Crédits Photos : Daily Spurs

De quoi même impressionner Guardiola. « Il y a des équipes qui vous attendent et des équipes qui vous cherchent. L’Espanyol te cherche. Je me sens très proche de leur style de football. Il s’agissait d’être traqué et poursuivi sans relâche par une équipe qui avait mis très peu de temps à une approche très différente ».

Depuis cette victoire au Camp Nou, l’équipe était lancée à plein régime, huit victoires en dix derniers matchs, avec une dixième place au classement dans le viseur. De bons résultats permettant de faire fit d’une crise financière qui avait plongé le club dans une véritable tourmente, encore incapable de se positionner sur le marché des transferts.

Bercé par les chants tactiques de Bielsa

L’Espanyol se tournait alors vers un projet à long terme. L’actuel coach de Tottenham avait donné de l’élan à la jeunesse tout en assurant la stabilité de l’équipe avec la venue régulière de nouveaux talents, venus compenser le manque de recrues. Les meilleurs joueurs étaient vendus pour collecter des fonds et Pochettino devait faire preuve d’imagination et de confiance.

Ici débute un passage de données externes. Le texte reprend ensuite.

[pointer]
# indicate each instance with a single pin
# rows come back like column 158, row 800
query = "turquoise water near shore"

Sa grande influence, ses méthodes de fin tacticien, Mauricio Pochettino les a appris aux côtés d’un maître en la matière. Entraîné par Marcelo Bielsa lorsqu’il jouait au Newell’s Old Boys, au tout début de sa carrière, dans les années 90, l’ancien défenseur central a été bercé par des chants qu’il ne tardait pas plus tard à faire apprendre à ceux qui voulaient (ou non) les entendre. Malgré la pression, Pochettino montrait tout son potentiel. L’accent était mis sur l’attaque mais toujours avec une structure défensive, un pressing agressif couplé à une bonne organisation. Les influences de Bielsa sont claires. Mais Pochettino ne serait pas Pochettino s’il n’avait pas rajouté sa touche de contrôle.

Un style reconnu

Pochettino a imposé son style à toutes les équipes de jeunes du club dès le premier jour. De l’équipe première à l’équipe B, tous ont joué ce qui allait devenir la marque de fabrique de l’ancien joueur argentin. L’Espanyol s’était très vite adapté à la méthode Pochettino, dans une formation en 4-2-3-1 d’abord, puis dans un 4-4-2 qui correspondrait mieux à la progression et au développement de l’équipe. Comme entraîneur, Pochettino s’est vite montré comme quelqu’un de perfectionniste. Il a assisté aux entraînements des équipes à tous les niveaux et a entraîné des jeunes de tous les groupes d’âges du club. La progression devait être constante, Pochettino allait jusqu’à imposer à chaque jeune de jouer dans une catégorie supérieure à la leur.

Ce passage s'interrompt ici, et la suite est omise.